The State Of Corporate Governance
The net is we go through economic cycles of excess and then corrective phases where the excess is removed from the system. That excess is not simply reflected in overpriced stocks but is also reflected in our lifestyles, our ability to assume more risk, our appetite for taking on more debt and our ability to let certain behavior slide. This options scandal is a reflection of the go-go 90's when we were in the final phases of a tremendously positive economic cycle. CEO behavior at the end of this cycle was full of excesses and now the general public wants a pound of flesh for losing money, losing confidence and seeing the type of inexcusable extravagance which took place.
I believe corporate governance is in need of a major overhaul. To say that CEOs can benefit from options granted before announcement of news is absolutely the same thing as insider information. It is an illegal and unfair advantage given to an investor. Option grants to a CEO are no different than me purchasing options with unfairly gained information. In such a situation, I would be accountable to the laws surrounding insider information so why isn't a CEO or the CEO compensation committee held to the same law? It is also no different than a CEO dumping shares before bad news gained by simply being the CEO and we all clearly understand this is illegal. The bottom line is these are all forms of investment and CEOs should be held to the same level of accountability as all investors. Now, if the laws are unclear, let's make them clear and make those CEO's give their entire booty back to the corporations of options granted under such methods.
This type of behavior along with all of the "foot noting" of corporate details needs to end. All investors absolutely need more transparency into the dealings of the CEO compensation packages, financial shenanigans of companies and independence of boards.
I am most terribly disappointed at the chummy nature of the typical CEO/Board relationship. We need a new way of nominating and electing board members as well as holding them accountable because right now the majority are simply a rubber stamp for the CEO and, likely, were nominated at the request of the CEO because he/she knew that person would support the CEO's agenda. Being a board member should be taken with more seriousness. Improved oversight and shareholder rights would help to focus many of these members with their fiduciary responsibility.
I want an independent thinking board which will question where necessary and challenge when appropriate. And, if the CEO is not performing, I want the board to put together an improvement plan, which, if not met, means the CEO is removed in a timely fashion. Receiving a large stipend for an honorary rubber stamping position is not in the best interest of shareholders, employees or customers.

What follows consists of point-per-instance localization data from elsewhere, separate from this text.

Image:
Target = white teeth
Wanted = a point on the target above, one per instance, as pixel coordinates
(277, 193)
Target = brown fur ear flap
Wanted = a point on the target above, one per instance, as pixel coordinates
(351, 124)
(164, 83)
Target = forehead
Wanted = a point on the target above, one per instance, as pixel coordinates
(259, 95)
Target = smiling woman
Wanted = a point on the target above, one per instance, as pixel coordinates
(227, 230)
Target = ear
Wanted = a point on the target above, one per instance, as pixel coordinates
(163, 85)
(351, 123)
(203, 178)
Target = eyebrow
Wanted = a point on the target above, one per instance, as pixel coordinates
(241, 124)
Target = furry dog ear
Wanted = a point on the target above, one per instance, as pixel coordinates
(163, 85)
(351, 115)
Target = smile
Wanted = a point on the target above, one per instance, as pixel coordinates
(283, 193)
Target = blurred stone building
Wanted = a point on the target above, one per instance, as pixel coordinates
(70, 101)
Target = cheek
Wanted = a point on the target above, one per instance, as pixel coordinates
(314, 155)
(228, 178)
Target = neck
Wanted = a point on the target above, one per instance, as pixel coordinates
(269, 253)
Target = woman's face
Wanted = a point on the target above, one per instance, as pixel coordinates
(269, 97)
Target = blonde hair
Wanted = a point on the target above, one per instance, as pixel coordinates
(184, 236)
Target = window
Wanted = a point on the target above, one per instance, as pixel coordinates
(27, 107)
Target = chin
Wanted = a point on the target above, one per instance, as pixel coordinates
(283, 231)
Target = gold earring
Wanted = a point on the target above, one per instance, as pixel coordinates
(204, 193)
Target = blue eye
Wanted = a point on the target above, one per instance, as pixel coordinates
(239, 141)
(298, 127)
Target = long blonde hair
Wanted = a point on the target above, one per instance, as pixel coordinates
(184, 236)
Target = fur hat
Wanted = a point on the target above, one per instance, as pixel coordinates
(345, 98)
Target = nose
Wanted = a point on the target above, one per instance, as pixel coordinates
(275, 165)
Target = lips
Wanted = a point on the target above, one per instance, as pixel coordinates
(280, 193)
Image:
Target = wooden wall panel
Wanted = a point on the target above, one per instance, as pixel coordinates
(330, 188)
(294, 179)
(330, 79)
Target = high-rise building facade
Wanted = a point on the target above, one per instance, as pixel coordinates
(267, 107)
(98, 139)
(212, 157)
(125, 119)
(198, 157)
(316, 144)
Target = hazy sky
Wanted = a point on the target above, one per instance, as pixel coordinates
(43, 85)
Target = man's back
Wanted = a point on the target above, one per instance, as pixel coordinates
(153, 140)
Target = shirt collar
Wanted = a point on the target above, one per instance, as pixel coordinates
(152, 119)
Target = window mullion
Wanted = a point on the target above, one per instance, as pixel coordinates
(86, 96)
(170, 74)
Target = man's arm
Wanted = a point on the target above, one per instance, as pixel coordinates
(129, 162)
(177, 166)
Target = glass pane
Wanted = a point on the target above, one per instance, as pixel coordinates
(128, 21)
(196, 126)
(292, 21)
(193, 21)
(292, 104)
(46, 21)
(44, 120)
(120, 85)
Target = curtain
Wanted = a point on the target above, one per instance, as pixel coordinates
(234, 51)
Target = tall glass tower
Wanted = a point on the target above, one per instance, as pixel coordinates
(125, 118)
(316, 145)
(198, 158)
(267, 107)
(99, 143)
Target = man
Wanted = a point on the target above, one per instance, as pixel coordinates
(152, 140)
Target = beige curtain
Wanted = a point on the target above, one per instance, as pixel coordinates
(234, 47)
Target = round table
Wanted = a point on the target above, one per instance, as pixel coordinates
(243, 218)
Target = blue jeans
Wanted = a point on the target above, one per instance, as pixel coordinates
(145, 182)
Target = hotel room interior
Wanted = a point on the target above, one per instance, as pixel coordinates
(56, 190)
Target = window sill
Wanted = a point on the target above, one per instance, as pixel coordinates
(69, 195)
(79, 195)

More direct involvement by shareholder rights laws would clean up alot of this foolishness. Enron was allowed to happen because of the lack of transparency. GM has gone from a million employees in the
And, while we are at it, how about a few changes I would like to see. Let's make any stock or option grants to CEOs exercisable only when they leave and have achieved the outlined performance measurements. There's another pet peeve of mine as well. It's being positively compensated for cutting tens of thousands of jobs. A CEO has a mandate of shareholder return and to their employees. There is seldom any strategy which does not encompass both and is long term positive. I'm tired of CEOs being positively compensated for failed policies resulting in massive layoffs. And make no mistake about it. Wholesale layoffs, while cheered on Wall Street, is nothing more than an admission that current CEO performance is a failure. These policies would allow a CEO to be compensated by their cumulative performance, not the sentiment of the moment on Wall Street.